I’m in the second year of my PhD at the neurogenomics lab at Imperial’s Dementia Research Institute. Working closely with two group leaders within this research theme has given me the opportunity to work on a variety of exciting projects. From comparing different species’ genomes to understand why the human brain is so at risk for disease, to inferring cell type-specific signatures in Alzheimer’s disease.
Meet the key players
One way by which gene activity is regulated is through chemical modifications to DNA that don’t change the underlying genetic code – this is known as epigenetics. An example of a well studied epigenetic modification is H3K27ac. The presence of H3K27ac is associated with increased gene activity, and aberrant levels of this epigenetic modification have been linked to disease. However, many of the studies looking at H3K27ac in the brain have not taken into account the different cell types present. As part of my PhD, we developed a computational tool to infer which regions in the genome marked by H3K27ac are specific to one of four major brain cell types: astrocytes, microglia, oligodendrocytes, or neurons. Using our tool and H3K27ac data from the brains of individuals of Alzheimer’s disease, we were able to delineate whether genetic and H3K27ac variation associated with the disease localised to a particular cell type. Whereas Alzheimer’s disease associated H3K27ac pointed to oligodendrocytes, genetic risk was associated with microglia. Now, with collaborators from across the world, we are focusing on the role of individual genetic risk factors in subtypes of microglia.

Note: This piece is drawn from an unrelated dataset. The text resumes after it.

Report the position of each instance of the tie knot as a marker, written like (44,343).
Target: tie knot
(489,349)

The golden era of Alzheimer’s disease research
There is still so much we don’t know, but with the advances in technologies and continuous influx of genetic, epigenetic, and cell type data, we truly are on the brink of a golden era for the study of Alzheimer’s disease and other complex brain disorders. Most importantly, much of this research wouldn’t be possible without the individuals who have or will donate their brains to research – science can’t thank you enough.
Kitty Murphy is a second year PhD student at Imperial’s Dementia Research Institute working in the neurogenomics lab.